After an intensive immersion in the fishing communities, the students came up with two ideas: an ice bag that can maintain the freshness of fish at sea, which they called Fortuna, and a storage box for surplus ice they named Frost.D that would be cheaper to maintain instead of keeping all the ice in the freezer.
“Together, the two solutions will help solve our cold chain challenges – retaining the freshness of the fish catch and hopefully getting more premium prices for the fishers,” said Cris Lomboy, markets director for Rare Philippines.
Compared to the fishers’ current Styrofoam ice box that costs P500 and needs to be replaced every three months, the Fortuna ice bag is estimated to cost P5,000 and has a projected lifetime of up to five years.
By catching bigger fish and putting them in higher quality storage, the fishers could access new markets and increase their income from an average of P80 to P300 per kilogram of fish, according to the design team.
Meanwhile, the Frost.D unit is expected to result in substantial savings for a fishing community, as it uses 80 percent less energy in keeping ice packs from the freezer cool while in storage.
The projected impact for an ice-selling business could be as much as 100 percent more revenues over a 9-month period, while increasing the quantity of ice available to fishers during peak seasons.

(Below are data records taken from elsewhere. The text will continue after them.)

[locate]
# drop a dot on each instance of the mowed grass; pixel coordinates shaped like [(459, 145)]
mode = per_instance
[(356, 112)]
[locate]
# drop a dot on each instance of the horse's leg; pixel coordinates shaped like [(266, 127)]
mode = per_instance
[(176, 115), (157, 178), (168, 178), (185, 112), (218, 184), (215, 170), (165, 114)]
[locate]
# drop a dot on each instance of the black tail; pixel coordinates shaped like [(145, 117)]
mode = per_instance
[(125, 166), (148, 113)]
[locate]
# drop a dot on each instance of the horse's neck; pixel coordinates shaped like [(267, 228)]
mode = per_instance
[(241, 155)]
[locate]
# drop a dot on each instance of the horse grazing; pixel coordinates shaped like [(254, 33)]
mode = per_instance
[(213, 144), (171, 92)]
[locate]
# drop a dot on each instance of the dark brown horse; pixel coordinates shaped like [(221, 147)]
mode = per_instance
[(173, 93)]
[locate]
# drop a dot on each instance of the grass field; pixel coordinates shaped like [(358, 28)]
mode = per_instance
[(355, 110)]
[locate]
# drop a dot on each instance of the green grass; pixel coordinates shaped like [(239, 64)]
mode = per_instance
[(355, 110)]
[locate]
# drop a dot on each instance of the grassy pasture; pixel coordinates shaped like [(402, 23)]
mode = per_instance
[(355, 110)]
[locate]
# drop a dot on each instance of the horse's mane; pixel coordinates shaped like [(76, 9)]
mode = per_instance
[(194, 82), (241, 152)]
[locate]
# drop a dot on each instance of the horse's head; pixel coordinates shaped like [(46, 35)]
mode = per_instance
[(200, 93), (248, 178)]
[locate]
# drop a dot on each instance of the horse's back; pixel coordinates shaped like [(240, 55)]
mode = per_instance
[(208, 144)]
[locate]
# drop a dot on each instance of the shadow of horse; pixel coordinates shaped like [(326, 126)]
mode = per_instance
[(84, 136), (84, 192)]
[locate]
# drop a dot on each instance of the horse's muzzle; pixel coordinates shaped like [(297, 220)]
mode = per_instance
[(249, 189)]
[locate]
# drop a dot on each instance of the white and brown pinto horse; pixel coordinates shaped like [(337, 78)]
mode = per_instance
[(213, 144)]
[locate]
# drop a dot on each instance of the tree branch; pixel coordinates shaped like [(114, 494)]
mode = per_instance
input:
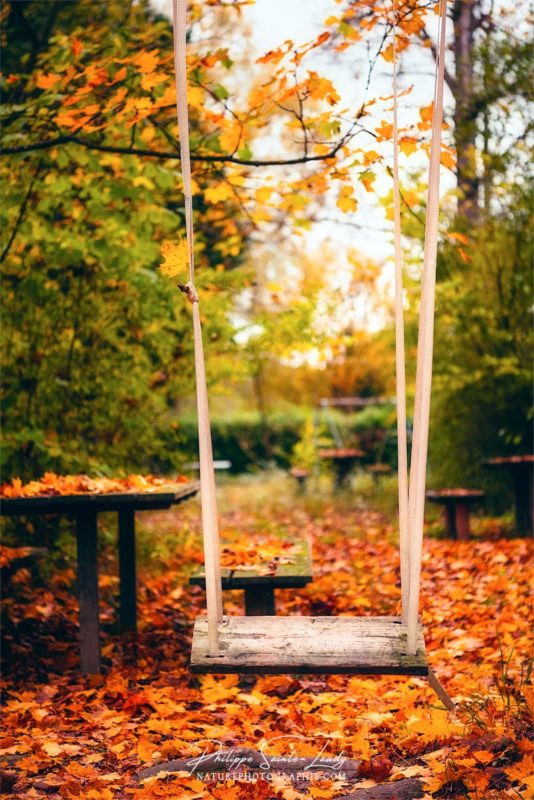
[(21, 213), (425, 37), (47, 144)]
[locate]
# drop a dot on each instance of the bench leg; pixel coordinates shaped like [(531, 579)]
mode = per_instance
[(440, 691), (449, 521), (462, 522), (127, 570), (87, 540), (259, 602)]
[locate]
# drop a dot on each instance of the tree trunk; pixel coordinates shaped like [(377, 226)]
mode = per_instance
[(465, 113)]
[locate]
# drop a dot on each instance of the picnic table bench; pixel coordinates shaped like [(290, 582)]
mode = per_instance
[(456, 504), (343, 460), (84, 508), (521, 470), (301, 475), (259, 588)]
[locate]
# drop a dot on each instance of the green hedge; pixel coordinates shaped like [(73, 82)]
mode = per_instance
[(249, 444)]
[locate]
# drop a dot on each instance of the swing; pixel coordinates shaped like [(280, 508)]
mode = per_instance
[(350, 645)]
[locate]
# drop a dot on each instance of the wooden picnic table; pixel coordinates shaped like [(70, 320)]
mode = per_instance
[(343, 460), (456, 507), (259, 587), (84, 508), (521, 468)]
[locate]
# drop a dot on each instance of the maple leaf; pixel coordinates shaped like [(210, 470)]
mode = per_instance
[(408, 145), (218, 193), (76, 47), (176, 258), (384, 131), (46, 80), (346, 200)]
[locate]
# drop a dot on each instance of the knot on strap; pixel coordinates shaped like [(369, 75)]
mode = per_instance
[(189, 290)]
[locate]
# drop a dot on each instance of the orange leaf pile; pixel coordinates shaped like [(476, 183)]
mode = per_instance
[(51, 484), (68, 736)]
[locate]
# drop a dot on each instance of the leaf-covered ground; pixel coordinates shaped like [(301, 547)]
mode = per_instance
[(69, 736)]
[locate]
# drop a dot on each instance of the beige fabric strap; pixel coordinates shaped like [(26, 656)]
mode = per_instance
[(210, 527), (423, 382), (402, 444)]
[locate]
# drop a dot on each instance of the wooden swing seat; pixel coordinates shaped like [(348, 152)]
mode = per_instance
[(336, 645)]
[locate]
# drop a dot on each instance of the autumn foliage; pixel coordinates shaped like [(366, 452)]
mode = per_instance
[(66, 736)]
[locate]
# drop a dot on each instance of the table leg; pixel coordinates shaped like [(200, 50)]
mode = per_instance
[(87, 541), (523, 491), (462, 522), (127, 570), (449, 521), (259, 602)]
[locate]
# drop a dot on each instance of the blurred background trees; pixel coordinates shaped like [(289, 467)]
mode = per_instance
[(97, 354)]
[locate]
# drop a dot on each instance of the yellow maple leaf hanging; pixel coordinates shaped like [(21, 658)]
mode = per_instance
[(176, 258)]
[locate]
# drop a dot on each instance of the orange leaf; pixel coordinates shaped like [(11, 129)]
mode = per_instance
[(384, 130), (46, 81)]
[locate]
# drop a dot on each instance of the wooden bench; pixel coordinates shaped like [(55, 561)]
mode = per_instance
[(456, 507), (301, 476), (259, 589), (12, 559), (378, 470)]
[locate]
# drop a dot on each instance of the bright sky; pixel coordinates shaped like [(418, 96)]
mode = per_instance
[(274, 21)]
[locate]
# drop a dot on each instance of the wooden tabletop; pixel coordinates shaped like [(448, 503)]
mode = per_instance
[(509, 461), (341, 452), (446, 496), (112, 501)]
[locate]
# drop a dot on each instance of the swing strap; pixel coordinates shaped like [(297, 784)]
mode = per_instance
[(210, 528), (412, 496), (400, 358)]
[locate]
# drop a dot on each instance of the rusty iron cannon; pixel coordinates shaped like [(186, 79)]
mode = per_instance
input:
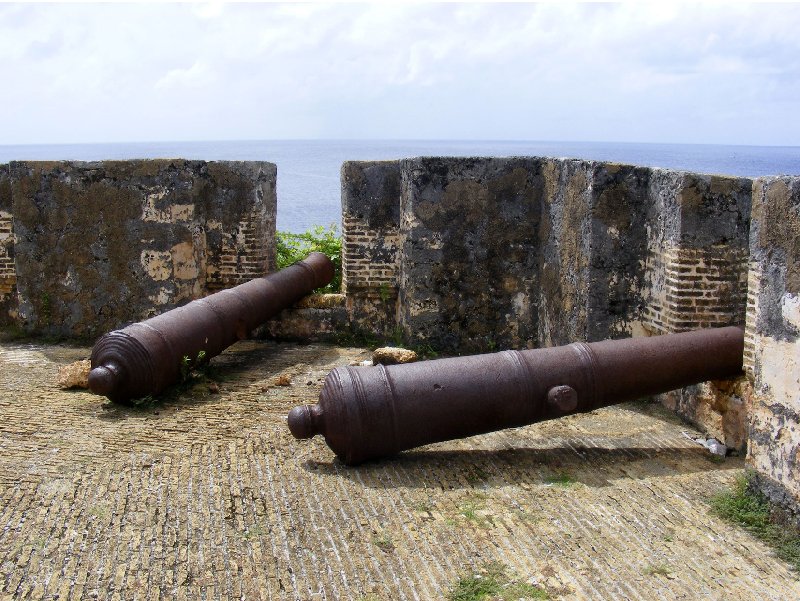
[(144, 358), (371, 412)]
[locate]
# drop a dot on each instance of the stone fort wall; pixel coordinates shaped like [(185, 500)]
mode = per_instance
[(90, 247), (463, 255)]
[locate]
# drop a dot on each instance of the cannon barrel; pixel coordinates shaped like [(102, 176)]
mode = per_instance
[(371, 412), (146, 357)]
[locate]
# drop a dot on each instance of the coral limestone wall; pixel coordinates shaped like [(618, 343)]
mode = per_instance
[(773, 335), (8, 273), (492, 253), (525, 252), (98, 245)]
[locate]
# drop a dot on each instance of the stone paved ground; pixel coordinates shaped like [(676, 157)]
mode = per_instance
[(208, 497)]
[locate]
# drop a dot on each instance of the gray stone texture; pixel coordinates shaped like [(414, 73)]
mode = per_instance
[(99, 245), (370, 238), (468, 267), (7, 269), (773, 337), (522, 252)]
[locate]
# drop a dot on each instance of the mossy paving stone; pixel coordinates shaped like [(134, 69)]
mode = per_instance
[(209, 497)]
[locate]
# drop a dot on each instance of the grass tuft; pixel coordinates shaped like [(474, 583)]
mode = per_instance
[(291, 248), (660, 569), (747, 507), (562, 479), (494, 582)]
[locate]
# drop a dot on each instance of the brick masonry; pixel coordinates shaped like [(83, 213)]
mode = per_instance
[(533, 252), (773, 339), (370, 243), (8, 272), (113, 242)]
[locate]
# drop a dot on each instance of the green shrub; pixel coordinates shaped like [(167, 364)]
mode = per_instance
[(292, 248), (744, 505)]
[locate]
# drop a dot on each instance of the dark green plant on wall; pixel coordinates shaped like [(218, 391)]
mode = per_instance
[(295, 247)]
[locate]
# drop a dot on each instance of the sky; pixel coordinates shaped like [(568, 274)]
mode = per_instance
[(659, 72)]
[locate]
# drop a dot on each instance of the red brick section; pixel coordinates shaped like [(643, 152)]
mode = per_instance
[(702, 288), (8, 274)]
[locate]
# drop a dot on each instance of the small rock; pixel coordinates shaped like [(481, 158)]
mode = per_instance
[(390, 355), (283, 380), (74, 375), (716, 447)]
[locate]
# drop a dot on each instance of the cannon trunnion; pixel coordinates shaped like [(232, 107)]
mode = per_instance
[(144, 358), (371, 412)]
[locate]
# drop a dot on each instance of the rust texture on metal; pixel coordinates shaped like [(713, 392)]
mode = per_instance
[(144, 358), (371, 412)]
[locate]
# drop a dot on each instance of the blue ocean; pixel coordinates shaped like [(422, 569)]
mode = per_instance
[(308, 170)]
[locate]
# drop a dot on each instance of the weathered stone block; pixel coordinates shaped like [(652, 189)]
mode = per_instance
[(99, 245), (773, 329), (8, 273), (316, 317), (469, 262), (370, 243)]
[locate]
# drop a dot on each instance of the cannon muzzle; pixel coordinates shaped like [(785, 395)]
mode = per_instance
[(371, 412), (144, 358)]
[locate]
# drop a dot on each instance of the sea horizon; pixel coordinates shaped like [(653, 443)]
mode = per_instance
[(309, 191)]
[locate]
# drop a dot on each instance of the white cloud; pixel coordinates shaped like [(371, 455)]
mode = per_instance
[(631, 71)]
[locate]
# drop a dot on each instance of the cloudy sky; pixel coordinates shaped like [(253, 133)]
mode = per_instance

Tamara Mekler and Michelle Huang, who monitored the pilot testing of the bag in Lubang, spent several weeks refining the design after getting feedback from volunteer fishers.
“We've made eight different prototypes, each a different design, and we've tested different materials – sourced locally in the Philippines as well as brought back from the US – to compare the quality, cost, and insulating ability,” said Tamara.
The early prototypes were made of tarpaulin because of its heat-sealing qualities, with 2 layers of double reflective foam as filling. A temperature logger on the inner wall collects data while the fish is in storage.
During the first test run, Edgar placed 15 ice packs inside the bag and was satisfied to see the fish remaining fresh even when he spends many hours at sea.
When not in use, the bag can be stowed in the corner easily, although he noted that sewing of the zipper closure in the first model he tested needed to be improved to avoid heat seeping through the seams.
In September, after 3 months of testing, Tamara reported that the temperature inside their latest prototype cooler stayed below 40 degrees Fahrenheit for 48 hours. This is good news for Lubang fishers, who often have to wait for a break in the weather during habagat (southwest monsoon) – which coincides with peak tuna season – before they can sell their catch in the mainland.
The newest design can hold 3 to 5 fish weighing up to 40 kilograms each and measuring up to 5.5 feet in length. It is also extra collapsible and portable, no more than a 5-kilo backpack when folded.
With the initial success, the Stanford team is busy looking for the best materials and design. “We’ll be spending the next couple of months finalizing these details, and will start our first manufacturing run in early 2019,” said Tamara.
The author is a senior communications manager of the international conservation organization Rare, which promotes responsible fishing behavior in Philippine coastal areas.